1 Introduction

Solar radiation is the energy radiated by the sun and is a very important source of energy on Earth. It consists of short and long waves spanning the infrared, visible, and ultraviolet ranges of the electromagnetic wave spectrum (Salby 2012). Solar energy is the most readily available energy source on Earth. It affects the climate of the Earth in the means of temperature, evaporation and causing precipitation. A miner change in solar radiation causes a notable effect on climate change (Huang et al. 2021). Starting with photosynthesis in plants and moving on to primary consumers and later consumers through consumption and respiration processes, radiant energy supports metabolism in an ecosystem (Raven et al. 2011). Power from solar radiation has also been employed as an energy source in the last decades to supply electricity and thermal energy, for example, through the use of photovoltaic panels, which are increasingly developed and used in many nations (Gul et al. 2016; Sathe and Dhoble 2017). Understanding solar irradiance characteristics is therefore beneficial for planning and engineering appropriate energy-conversion equipment and infrastructure, as well as for developing an efficient energy management plan for each area.

Many researchers use machine learning models for estimating and forecasting solar radiation globally and in different areas (see, e.g. Hissou et al. 2023; Alizamir et al. 2020; Guermoui et al. 2020; Fan et al. 2018). Etxegarai et al. (2022) and Pang et al. (2020) use machine learning models for forecasting solar irradiation in the USA. It is important to forecast solar irradiation but location, angle of incidence, season, time of day, and cloud covers are the variables that might affect the intensity of solar radiation on Earth’s surface (Matuszko 2012). Solar radiation is mainly absorbed by clouds, aerosols, vapors, and other components. Clouds are the most important agents that absorb solar energy before it reached the Earth’s surface. They can have a significant impact on the amount of ground radiation (Tzoumanikas et al. 2016; Kejna et al. 2021; Fountoulakis et al. 2021). Solar radiation from the top of the atmosphere can be absorbed by clouds for approximately 30 W/m2 (Cess et al. 1995, 1996).

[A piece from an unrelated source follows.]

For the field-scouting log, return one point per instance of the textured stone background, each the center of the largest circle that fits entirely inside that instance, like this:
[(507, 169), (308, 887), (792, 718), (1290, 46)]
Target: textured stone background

Other than forecasting, many studies model ground solar radiation for its spatial and temporal trends (see, e.g. Liang and Xia 2005; Hammer and Beyer 2012; Cheung et al. 2015; McNeil et al. 2019; Vindel et al. 2020; Jin et al. 2022). McNeil et al. (2019) used a natural cubic spline model to investigate solar radiation patterns in southern Thailand. Patterns and trends in solar radiation trends in China were analyzed using linear regression (Liang and Xia 2005; Jin et al. 2022). Cheung et al. (2015) examined the spatial and temporal solar absorption patterns of Australian clouds.

Modelling solar radiation absorption by clouds is beneficial for understanding the quantity or intensity of solar radiation on Earth. So, there is a need for modelling to explore recent trends and patterns. This will be very helpful in planning and designing policies for the sustainable use of energy. Moreover, an appropriate statistical methodology to explore the patterns and trends is needed to investigate solar radiation absorption. The literature studies used black box methodology for forecasting but did not propose any methodology for exploring the patterns and trends. Also, very few studies have been conducted recently on modelling solar radiation absorption by clouds, especially in the US. Therefore, this study aimed to suggest a methodology to examine seasonal patterns and trends of solar absorption by clouds in the United States by examining the recent data.

2 Materials and methods

2.1 Data source and pre-processing

The hourly solar radiation statistics for the years 1998 through 2020 were downloaded from the National Solar Radiation Database’s website (US Energy Department 2022). The stations in Alaska and Hawaii, as well as the stations with insufficient data, were excluded to decrease the effects of imbalanced geography. As a result, data from 133 stations that were gathered between 1998 and 2020 was included in this study. The location of each station is shown in Fig. 1. Only twelve places, which were selected as a sample based on the difference in latitudes, are represented on the map as blue dots, while the other locations are shown as red dots to illustrate the exploratory methodology employed in this study. The locations for these stations were chosen with a balanced distribution to cover the entire country.

Fig. 1
figure 1

Locations of 133 NSRDB hourly radiation data stations in the United States from 1998 to 2020

Each station supplies hourly solar irradiation observed at the station on the ground and in extraterrestrial space. There are 201,624 records for each station covering the entire 1998–2020 time period. The hourly solar radiation data were aggregated into daily solar data to reduce the influence of the hours of daylight at different latitudes. In order to maintain the equal number of days for each year we omit the observation on February 29. Thus, there are 8,395 daily observations from each station used for further analysis over the 23-year period.

2.2 Statistical analysis

Solar radiation outside the Earth’s atmosphere can be obtained precisely using satellite measurements or theoretical calculations. The extraterrestrial irradiation (\({R}_{E}\)) for each station was calculated by the formula in Klein (1977).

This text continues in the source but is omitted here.